Questões sobre a qualidade da água de tanques pré-resfriadores no abate de aves
Foto do Chiller de um abatedouro avícola. Fonte: Google, 2012.
Veterinária
21/06/2012
A água é uma substância muito importante para qualquer forma de vida conhecida até hoje. Os processos industriais, na área de alimentos, principalmente o abate de animais, necessitam empregar grande quantidade dessa substância fazendo com que haja conflitos e questionamentos a respeito do uso racional desse recurso natural, tão importante à vida. O abate de aves não foge a esta regra, sendo necessário grande emprego de água, principalmente nos tanques de pré-resfriamento.
Com relação aos tanques de pré-resfriamento por imersão existem muitas controvérsias. Alguns autores mencionam que esse sistema é capaz de fazer uma lavagem da superfície do produto, além do resfriamento, reduzindo a carga microbiana (GRILL et.al., 2006). No entanto, outros autores relatam que existe o perigo da contaminação cruzada pela água de imersão sendo necessária sua constante renovação (BERGAMANN ; RITTER, 2003). Esta etapa, então, pode configurar-se como uma etapa importante no abate de aves. Se algumas condições como fluxo de água, cloração e temperatura da água estiverem dentro dos padrões estabelecidos pelo MAPA, o pré-resfriamento possibilita uma diminuição do número de microorganismos contaminantes.
É importante ressaltar que de fato a diminuição da contaminação da carcaça depende desses fatores sendo que muitas vezes os mesmos são desrespeitados pelos trabalhadores da indústria de aves. Por exemplo, Ueno et.al. (1995) apud Galhardo et.al. (2006) encontrou em sua pesquisa com carcaças de frango 7,1x106 UFC por grama de Aeróbios mesofilos. No entanto, Gill (1996) apud Sehn e Souza (2011) afirma que uma carcaça possui qualidade higiênica adequada quando possui entre 102 e 105 aeróbios mesófilos por grama sendo que acima de 106 UFC por grama a carcaça já pode estar em processo de deterioração. Ou seja, a etapa de pré-resfriamento, a qual muitas vezes deveria auxiliar a redução de contaminação da carcaça tornando essa contaminação aceitável, muitas vezes pode não estar fazendo o seu papel.
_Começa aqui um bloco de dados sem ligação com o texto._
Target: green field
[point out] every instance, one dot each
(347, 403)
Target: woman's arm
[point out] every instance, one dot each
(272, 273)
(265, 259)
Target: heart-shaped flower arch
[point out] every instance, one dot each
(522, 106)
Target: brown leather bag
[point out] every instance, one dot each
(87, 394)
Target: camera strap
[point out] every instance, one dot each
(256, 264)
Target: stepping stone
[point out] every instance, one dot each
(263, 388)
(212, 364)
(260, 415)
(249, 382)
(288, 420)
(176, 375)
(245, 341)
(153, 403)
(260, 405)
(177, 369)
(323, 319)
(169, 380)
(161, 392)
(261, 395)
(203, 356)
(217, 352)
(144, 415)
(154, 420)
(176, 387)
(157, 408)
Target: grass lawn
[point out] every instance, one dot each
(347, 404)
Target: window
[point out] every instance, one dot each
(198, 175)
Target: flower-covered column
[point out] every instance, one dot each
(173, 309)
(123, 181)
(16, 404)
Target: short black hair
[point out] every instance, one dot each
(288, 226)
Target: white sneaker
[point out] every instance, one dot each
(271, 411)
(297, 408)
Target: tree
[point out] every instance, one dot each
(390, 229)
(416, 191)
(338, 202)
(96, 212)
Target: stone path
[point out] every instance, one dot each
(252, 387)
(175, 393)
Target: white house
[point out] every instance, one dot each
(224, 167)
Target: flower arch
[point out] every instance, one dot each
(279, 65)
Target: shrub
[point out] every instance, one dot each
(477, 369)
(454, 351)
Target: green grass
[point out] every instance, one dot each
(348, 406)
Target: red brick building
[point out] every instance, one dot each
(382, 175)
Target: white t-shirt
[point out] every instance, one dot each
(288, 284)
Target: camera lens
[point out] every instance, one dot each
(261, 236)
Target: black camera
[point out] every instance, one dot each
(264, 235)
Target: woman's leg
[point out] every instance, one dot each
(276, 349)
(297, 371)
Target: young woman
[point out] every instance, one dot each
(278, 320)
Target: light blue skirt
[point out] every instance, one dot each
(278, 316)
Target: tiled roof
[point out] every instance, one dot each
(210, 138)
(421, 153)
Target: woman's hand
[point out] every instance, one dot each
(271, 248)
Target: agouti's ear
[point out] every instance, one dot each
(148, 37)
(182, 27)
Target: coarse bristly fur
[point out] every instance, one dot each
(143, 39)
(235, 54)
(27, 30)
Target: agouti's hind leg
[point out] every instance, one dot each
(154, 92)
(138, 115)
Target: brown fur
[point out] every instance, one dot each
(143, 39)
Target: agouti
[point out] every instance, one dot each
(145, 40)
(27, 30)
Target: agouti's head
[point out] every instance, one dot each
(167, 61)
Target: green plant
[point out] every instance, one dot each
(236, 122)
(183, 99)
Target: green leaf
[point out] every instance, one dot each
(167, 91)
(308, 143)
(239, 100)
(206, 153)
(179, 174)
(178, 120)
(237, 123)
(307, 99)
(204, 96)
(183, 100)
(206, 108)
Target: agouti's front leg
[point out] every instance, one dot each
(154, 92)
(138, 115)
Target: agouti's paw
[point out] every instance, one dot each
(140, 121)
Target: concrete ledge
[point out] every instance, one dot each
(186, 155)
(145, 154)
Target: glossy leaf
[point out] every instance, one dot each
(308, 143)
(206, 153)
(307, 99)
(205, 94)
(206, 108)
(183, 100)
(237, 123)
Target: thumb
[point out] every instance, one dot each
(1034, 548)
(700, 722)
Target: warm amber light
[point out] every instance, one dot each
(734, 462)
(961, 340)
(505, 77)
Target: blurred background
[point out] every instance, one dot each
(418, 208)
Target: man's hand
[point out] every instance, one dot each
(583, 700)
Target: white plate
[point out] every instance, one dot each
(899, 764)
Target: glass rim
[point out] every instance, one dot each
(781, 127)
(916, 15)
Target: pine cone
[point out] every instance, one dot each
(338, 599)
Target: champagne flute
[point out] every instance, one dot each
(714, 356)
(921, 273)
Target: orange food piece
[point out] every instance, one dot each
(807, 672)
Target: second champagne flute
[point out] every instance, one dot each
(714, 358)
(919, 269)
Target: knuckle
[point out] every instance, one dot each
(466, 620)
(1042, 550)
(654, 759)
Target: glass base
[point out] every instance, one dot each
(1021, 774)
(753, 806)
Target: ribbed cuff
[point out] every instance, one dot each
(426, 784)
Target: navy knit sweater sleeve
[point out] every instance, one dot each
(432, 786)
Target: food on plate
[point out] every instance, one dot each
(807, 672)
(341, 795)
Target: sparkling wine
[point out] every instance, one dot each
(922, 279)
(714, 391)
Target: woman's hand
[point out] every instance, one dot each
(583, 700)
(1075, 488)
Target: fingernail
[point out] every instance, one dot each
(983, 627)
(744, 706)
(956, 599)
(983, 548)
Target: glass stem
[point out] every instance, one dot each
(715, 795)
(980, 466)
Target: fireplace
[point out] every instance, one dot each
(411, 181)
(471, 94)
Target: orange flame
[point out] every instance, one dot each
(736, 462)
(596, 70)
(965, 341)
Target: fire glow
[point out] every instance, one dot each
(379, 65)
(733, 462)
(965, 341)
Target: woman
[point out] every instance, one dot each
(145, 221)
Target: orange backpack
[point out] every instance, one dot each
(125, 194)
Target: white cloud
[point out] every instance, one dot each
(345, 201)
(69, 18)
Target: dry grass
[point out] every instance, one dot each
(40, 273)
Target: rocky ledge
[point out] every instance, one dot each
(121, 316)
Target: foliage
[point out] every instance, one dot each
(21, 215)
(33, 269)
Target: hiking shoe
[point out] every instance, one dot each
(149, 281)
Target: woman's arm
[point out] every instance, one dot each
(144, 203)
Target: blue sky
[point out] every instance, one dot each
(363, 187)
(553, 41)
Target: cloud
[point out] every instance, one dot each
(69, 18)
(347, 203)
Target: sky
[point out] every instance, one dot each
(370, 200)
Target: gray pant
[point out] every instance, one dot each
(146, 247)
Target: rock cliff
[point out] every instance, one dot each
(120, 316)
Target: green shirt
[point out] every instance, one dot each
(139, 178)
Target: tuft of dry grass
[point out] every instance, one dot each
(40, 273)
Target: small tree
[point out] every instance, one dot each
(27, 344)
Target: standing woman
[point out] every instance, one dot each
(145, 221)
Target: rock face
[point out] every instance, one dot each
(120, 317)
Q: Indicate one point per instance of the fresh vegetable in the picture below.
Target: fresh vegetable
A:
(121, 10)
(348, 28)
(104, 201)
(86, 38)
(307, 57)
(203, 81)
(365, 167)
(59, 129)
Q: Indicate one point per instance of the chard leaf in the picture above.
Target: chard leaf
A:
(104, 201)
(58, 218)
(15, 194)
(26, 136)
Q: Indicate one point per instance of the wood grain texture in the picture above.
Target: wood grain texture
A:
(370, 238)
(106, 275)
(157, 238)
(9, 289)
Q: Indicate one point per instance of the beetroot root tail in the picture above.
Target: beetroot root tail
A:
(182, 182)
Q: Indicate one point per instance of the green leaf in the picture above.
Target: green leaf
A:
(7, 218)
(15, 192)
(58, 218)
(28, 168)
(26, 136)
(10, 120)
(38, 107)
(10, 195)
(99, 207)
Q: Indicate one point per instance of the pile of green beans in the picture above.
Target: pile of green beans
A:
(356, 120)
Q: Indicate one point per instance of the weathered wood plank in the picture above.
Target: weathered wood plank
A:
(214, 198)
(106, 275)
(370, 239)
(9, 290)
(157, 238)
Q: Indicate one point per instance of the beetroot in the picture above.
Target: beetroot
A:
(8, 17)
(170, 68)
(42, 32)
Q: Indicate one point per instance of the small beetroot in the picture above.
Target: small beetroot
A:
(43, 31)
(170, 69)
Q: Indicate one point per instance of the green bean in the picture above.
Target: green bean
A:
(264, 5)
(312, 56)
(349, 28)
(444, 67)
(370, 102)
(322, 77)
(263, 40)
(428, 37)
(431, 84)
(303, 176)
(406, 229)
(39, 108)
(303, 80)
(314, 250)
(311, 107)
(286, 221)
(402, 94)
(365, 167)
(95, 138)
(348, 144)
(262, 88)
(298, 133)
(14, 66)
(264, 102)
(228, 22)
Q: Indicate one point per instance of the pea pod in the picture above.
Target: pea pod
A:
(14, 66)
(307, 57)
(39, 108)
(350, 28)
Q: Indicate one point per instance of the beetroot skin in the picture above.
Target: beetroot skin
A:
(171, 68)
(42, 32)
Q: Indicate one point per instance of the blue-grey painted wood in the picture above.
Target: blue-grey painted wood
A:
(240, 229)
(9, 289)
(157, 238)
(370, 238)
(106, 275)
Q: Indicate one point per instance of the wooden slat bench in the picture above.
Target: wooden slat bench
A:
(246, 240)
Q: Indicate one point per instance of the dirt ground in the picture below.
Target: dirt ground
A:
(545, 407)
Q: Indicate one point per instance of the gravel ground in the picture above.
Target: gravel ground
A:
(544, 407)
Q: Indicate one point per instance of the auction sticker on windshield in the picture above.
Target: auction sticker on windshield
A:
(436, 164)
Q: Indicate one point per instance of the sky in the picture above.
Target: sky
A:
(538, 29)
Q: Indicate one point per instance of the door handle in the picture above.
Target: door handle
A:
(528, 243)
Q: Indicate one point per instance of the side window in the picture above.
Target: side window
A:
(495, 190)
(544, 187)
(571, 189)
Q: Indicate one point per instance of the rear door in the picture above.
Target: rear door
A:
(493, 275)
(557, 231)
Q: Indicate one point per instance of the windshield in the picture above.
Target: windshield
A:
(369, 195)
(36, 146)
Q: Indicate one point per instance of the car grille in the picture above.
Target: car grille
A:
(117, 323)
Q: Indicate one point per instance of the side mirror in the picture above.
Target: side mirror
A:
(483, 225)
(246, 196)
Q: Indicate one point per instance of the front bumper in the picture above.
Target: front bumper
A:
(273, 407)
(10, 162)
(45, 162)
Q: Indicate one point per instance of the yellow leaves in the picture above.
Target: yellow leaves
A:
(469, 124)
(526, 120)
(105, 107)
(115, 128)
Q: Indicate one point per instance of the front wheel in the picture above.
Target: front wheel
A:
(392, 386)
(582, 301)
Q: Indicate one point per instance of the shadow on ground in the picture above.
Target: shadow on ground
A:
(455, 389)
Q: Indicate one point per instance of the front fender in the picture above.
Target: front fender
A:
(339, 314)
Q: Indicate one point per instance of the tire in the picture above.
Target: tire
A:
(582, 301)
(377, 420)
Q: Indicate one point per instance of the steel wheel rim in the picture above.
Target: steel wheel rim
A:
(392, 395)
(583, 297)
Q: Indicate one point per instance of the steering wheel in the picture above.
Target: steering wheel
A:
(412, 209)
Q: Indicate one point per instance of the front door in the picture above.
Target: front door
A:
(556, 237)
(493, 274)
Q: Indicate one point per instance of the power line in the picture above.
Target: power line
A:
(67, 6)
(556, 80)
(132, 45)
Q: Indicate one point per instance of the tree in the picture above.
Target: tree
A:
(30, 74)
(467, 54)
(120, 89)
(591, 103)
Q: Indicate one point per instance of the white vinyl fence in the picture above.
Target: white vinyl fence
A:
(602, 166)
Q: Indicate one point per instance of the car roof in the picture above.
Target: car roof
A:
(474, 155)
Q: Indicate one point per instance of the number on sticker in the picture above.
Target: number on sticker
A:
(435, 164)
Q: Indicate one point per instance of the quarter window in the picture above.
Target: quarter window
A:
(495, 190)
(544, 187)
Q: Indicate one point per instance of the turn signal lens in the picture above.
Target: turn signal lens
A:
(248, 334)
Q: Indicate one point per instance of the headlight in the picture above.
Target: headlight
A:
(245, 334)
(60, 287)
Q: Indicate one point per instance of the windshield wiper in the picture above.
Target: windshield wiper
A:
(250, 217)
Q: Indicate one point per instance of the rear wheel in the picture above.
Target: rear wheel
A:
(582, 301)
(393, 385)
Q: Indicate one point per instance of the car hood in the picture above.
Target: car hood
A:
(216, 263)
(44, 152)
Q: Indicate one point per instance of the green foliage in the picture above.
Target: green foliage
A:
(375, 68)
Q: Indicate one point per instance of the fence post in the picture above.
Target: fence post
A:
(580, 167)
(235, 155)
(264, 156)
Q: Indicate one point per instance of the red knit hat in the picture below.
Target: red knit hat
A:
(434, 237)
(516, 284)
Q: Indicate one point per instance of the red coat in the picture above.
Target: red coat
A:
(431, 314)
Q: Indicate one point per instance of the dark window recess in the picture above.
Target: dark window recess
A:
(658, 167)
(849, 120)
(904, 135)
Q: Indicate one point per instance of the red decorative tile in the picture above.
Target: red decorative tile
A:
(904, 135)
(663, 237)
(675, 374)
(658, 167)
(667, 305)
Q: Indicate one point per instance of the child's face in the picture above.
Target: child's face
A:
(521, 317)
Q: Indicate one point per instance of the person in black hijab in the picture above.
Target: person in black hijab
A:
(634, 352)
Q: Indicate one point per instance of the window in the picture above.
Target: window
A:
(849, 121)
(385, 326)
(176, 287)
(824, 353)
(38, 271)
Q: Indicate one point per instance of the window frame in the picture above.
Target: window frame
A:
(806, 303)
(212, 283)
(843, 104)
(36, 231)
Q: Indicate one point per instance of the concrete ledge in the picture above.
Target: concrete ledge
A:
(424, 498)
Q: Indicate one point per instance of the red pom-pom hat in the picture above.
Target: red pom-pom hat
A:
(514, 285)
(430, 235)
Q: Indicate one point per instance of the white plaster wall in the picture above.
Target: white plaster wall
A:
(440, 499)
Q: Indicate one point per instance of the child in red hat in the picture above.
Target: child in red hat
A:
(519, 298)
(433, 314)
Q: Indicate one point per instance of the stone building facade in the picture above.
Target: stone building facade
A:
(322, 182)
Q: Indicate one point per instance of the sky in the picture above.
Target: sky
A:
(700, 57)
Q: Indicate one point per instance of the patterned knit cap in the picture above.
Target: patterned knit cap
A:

Claro que tudo depende de muitos fatores, inclusive a contaminação inicial da carcaça. No entanto, devemos atentar ao fato de que a etapa de pré-resfriamento é uma etapa crítica na determinação da qualidade higiênico sanitária da carne de frango. A Portaria 210 de 10 de novembro de 1998 do Ministério da Agricultura exige que cada tanque de pré-resfriadores por imersão seja completamente esvaziado, limpo e desinfetado a cada 8 horas, o que certamente traz além de um gasto elevado de água ao abatedouro, uma produção de efluentes enorme. No entanto, na dependência de fatores como o número de animais abatidos por dia, observa-se que apesar dessa portaria instituir a troca da água do chiller a cada 8 horas, nem sempre se isso não for feito ocorrerá um grande prejuízo na qualidade da carcaça.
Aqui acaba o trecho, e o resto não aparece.